Он так быстро взял деньги, что я удивился и задумался опять.
Господи, мальчик был беден, только и всего. Он был беднее меня. Он жил в доме с родителями, но они были бедны. Его одежда была почти в лохмотьях, его туфли были разбиты, и у него был голодный вид. Из-за того, что у него были родители и дом, его жизнь не была лучше моей или твоей, или лучше жизни любого мальчика из нашего приюта. Он казался таким же сиротой, как любой из нас, и даже более грустным, чем любой из нас. Как такое возможно? Вот в чем вопрос. Что превращает человека в сироту?

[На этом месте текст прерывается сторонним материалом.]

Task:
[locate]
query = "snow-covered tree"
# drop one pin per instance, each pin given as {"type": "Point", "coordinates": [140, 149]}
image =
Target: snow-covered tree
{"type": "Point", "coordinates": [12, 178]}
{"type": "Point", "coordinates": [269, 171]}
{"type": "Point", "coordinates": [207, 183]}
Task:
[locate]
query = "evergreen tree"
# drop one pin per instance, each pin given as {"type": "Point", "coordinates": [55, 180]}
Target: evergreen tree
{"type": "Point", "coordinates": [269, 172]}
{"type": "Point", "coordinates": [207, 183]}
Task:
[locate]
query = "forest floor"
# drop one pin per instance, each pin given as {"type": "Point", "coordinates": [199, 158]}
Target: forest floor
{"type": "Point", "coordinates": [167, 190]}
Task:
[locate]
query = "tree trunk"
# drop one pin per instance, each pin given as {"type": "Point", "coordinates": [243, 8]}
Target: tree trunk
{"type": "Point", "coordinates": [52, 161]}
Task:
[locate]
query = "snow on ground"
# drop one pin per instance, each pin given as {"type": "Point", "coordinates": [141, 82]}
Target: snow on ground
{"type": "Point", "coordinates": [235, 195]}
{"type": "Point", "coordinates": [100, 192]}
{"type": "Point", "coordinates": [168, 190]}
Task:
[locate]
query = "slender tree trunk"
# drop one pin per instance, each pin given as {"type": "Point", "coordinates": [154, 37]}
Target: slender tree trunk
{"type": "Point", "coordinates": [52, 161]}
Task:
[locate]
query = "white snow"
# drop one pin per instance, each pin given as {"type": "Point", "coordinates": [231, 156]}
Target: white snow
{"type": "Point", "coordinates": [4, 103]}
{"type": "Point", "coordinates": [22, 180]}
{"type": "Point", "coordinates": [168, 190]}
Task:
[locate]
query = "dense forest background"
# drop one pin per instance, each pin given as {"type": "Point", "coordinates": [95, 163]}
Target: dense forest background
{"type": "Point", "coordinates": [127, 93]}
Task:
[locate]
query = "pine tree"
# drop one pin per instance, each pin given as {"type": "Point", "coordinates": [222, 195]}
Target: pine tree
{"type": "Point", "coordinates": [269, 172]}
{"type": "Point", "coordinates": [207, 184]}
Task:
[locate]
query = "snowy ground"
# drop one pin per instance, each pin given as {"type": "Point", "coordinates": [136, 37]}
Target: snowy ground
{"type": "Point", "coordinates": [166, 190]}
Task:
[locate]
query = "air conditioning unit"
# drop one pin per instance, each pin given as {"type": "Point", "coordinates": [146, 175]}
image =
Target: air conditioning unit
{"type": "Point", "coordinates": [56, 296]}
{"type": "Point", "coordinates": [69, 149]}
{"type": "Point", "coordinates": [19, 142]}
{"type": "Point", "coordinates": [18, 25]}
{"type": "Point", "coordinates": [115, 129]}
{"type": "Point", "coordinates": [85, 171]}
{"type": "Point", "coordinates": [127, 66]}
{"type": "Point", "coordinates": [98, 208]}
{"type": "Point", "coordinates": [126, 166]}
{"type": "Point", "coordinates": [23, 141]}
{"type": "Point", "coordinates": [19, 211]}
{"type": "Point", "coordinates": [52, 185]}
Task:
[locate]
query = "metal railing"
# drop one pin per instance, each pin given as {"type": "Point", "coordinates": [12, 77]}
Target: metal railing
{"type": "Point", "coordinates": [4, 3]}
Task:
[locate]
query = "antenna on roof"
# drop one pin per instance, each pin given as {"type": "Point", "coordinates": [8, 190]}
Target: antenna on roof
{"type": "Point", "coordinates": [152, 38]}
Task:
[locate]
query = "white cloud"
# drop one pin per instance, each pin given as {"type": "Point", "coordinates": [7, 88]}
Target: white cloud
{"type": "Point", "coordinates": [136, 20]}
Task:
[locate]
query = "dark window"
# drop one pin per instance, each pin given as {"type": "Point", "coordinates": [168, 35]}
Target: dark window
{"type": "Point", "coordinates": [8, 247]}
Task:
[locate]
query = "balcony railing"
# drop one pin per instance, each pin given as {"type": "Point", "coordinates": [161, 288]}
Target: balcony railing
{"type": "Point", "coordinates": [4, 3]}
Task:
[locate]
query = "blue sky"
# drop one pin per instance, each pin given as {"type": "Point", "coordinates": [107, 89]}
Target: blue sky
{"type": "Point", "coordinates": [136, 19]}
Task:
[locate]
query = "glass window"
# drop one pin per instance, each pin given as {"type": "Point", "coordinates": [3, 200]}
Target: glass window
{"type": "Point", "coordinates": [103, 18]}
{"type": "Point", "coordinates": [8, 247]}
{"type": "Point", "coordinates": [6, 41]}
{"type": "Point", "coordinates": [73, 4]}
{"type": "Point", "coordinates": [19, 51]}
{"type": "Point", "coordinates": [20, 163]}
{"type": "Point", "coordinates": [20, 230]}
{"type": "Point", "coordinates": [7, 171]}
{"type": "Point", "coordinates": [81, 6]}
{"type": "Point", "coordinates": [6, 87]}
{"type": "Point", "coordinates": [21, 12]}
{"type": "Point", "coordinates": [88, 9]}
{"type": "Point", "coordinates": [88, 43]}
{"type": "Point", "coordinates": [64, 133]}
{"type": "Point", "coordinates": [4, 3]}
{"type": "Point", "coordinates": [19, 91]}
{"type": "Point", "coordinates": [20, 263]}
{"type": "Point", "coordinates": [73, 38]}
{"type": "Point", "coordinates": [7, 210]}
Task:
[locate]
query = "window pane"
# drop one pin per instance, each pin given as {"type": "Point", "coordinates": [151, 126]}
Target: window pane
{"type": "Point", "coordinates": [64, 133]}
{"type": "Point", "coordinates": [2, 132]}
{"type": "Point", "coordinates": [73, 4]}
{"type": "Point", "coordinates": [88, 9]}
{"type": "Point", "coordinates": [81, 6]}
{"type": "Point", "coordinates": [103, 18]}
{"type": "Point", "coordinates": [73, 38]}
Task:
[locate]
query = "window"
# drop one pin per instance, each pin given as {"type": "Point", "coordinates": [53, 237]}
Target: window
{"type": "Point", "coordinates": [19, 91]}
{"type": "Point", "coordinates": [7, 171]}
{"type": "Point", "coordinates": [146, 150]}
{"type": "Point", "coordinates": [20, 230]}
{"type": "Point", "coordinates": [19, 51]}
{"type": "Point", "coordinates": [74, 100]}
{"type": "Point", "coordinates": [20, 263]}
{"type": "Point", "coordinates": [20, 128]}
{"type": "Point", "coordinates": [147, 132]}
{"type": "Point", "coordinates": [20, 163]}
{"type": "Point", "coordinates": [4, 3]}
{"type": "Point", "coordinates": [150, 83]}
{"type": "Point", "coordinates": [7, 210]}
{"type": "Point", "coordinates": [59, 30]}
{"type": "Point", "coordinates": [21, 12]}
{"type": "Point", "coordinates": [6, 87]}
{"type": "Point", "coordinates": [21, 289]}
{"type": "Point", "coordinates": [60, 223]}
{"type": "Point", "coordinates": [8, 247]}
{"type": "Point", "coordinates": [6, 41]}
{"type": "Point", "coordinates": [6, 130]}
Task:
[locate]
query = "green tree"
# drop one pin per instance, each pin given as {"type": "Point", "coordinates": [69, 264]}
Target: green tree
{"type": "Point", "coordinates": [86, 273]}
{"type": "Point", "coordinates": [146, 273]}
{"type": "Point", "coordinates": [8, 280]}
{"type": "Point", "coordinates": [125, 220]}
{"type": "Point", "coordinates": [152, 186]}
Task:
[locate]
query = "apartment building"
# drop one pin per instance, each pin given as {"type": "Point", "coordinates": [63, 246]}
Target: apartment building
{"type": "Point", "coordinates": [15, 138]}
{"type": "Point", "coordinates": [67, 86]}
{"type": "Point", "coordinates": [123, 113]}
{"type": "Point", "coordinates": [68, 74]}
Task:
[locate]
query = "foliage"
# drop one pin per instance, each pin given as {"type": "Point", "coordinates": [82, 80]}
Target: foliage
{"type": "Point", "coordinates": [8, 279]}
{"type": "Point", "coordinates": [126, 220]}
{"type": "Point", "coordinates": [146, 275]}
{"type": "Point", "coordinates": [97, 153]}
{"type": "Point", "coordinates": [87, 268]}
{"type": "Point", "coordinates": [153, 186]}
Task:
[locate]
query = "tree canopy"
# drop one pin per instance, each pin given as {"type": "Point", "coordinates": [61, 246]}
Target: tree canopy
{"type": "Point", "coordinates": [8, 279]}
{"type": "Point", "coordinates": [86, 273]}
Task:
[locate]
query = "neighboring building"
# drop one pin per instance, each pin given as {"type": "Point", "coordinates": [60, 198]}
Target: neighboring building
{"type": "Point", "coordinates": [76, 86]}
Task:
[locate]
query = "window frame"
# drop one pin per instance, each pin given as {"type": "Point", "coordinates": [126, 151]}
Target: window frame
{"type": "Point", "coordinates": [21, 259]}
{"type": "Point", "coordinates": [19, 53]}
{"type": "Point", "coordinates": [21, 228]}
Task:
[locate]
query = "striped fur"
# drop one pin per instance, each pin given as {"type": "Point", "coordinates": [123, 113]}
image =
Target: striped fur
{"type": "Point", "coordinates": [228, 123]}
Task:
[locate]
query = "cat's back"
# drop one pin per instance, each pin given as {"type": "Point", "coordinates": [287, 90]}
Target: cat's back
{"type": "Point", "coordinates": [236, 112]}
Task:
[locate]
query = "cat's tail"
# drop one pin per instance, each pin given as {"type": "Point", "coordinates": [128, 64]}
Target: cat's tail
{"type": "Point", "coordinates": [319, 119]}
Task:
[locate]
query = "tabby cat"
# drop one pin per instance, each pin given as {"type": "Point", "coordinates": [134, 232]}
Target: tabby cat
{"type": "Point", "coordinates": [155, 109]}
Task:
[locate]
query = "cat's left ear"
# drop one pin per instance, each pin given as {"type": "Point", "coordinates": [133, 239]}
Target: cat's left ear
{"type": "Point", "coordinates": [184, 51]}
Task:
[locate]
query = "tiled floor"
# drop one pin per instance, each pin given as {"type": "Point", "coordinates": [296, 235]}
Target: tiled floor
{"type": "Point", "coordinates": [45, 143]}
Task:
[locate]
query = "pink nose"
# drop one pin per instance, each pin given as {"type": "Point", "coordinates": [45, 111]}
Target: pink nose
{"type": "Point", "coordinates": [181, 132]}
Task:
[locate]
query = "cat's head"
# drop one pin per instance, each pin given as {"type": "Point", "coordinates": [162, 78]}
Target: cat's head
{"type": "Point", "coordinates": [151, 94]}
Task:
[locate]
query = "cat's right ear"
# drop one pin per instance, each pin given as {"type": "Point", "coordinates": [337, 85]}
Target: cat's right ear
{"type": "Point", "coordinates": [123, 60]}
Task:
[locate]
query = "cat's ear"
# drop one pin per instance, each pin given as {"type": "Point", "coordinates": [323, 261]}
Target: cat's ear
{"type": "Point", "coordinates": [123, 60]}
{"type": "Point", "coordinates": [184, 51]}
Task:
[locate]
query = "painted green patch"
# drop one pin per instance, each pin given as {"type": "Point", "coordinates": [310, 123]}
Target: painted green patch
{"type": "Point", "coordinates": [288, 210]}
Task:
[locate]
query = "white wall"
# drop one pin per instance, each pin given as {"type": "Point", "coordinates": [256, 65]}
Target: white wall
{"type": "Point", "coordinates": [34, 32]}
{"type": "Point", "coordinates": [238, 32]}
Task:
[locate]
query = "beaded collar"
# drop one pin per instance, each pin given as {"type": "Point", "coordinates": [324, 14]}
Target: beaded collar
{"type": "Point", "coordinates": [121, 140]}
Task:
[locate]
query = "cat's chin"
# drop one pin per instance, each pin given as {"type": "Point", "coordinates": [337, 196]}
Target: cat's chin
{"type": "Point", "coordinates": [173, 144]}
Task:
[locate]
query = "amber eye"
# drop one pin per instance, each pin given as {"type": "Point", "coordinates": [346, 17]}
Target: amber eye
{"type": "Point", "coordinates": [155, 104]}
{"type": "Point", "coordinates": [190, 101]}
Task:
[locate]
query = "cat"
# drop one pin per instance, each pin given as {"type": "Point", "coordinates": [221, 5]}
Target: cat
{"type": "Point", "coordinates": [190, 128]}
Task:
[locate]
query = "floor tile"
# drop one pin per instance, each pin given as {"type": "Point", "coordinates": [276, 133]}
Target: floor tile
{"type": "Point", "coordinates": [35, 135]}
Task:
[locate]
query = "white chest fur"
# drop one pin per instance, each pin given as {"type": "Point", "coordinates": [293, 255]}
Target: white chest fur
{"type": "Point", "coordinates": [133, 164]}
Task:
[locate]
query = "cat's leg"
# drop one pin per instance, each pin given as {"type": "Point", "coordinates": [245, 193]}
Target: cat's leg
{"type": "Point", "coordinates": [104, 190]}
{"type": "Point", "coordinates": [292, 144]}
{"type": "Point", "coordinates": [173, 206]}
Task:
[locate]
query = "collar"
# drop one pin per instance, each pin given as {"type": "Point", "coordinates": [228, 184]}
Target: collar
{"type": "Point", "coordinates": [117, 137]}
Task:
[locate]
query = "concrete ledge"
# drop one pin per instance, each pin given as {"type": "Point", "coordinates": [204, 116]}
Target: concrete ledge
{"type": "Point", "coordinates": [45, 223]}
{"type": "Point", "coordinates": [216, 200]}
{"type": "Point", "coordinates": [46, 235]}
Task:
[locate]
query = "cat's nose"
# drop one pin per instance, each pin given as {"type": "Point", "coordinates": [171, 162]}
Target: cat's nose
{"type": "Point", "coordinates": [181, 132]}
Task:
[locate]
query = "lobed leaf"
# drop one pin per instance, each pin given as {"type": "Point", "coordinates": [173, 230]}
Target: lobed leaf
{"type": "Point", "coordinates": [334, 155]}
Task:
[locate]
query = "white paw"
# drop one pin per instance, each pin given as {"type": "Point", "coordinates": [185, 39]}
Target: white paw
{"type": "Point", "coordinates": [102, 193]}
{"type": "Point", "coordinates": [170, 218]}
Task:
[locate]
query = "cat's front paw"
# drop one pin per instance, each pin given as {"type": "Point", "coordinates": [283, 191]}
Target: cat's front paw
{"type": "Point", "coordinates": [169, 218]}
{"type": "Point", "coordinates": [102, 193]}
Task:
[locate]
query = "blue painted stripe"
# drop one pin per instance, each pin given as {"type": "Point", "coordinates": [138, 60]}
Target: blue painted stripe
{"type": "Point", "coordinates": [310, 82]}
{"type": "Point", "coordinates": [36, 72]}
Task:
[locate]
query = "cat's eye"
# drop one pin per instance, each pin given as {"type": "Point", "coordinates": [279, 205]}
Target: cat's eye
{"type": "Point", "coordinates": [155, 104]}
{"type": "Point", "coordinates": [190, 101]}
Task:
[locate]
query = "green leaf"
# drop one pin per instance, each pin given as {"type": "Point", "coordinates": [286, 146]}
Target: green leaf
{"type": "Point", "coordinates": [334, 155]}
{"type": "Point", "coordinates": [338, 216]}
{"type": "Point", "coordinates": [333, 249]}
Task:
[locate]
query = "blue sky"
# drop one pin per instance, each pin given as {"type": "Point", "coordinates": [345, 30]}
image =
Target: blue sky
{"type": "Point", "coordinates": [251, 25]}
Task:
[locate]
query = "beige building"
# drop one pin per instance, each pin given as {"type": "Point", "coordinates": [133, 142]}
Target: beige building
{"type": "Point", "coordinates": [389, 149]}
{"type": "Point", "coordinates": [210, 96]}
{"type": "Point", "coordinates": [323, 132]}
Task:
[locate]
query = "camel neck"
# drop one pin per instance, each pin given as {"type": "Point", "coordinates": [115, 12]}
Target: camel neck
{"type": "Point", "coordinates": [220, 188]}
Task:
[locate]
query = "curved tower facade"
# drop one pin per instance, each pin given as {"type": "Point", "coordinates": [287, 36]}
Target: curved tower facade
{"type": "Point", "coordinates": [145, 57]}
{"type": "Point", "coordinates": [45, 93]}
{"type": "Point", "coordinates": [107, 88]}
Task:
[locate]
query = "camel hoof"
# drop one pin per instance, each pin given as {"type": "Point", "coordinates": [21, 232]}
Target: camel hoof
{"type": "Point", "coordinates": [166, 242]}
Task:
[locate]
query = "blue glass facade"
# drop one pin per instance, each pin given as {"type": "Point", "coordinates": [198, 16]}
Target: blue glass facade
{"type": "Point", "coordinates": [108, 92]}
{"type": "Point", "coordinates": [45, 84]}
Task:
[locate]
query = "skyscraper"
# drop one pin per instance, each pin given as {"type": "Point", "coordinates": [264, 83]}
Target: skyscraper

Несколько дней спустя я сбежал, но, побродив по Бриллиантовому каньону, вернулся обратно. Там был каменистый пруд, окружённый папоротниками и дубами. Я пошёл туда, чтобы посмотреть на маленьких бесшумных рыб в воде и подумать. Они были самым красивым зрелищем на свете, которое я когда-либо видел, такие безмятежные в воде среди камней и теней. Они тоже были одиноки, разве нет? Они были настолько совершенны, что мне хотелось позаимствовать немного их совершенства, сначала просто глядя на них и думая, а затем – войдя в воду, не трогая их, но приветствуя их, говоря им о своей любви. Они ждали, пока моя рука не приблизилась слишком близко, а затем уплыли прочь, бесшумно как свет. Я думал и об этом, и хотя мне не нравилось их недоверие, я думаю, что понял его. Я принял его. Спустя некоторое время, которое показалось мне очень долгим, я решил вернуться обратно в приют и никому не говорить о том, что я сбегал.
Когда я вернулся в дортуар, чтобы вымыть руки перед ужином, ты спросил: «Где ты был? Я думал, что ты сбежал».
«Нет, я просто ходил в Бриллиантовый каньон посмотреть вокруг. Я не хочу убегать», - ответил я.
Я бы рассказал тебе всю правду, если бы знал, как это сделать, потому что все вокруг постоянно говорили о побеге и верили в то, что только ради этого стоило жить. И я знал, что если бы я попытался объяснить тебе, что в действительности произошло, ты бы подумал, что я лгу.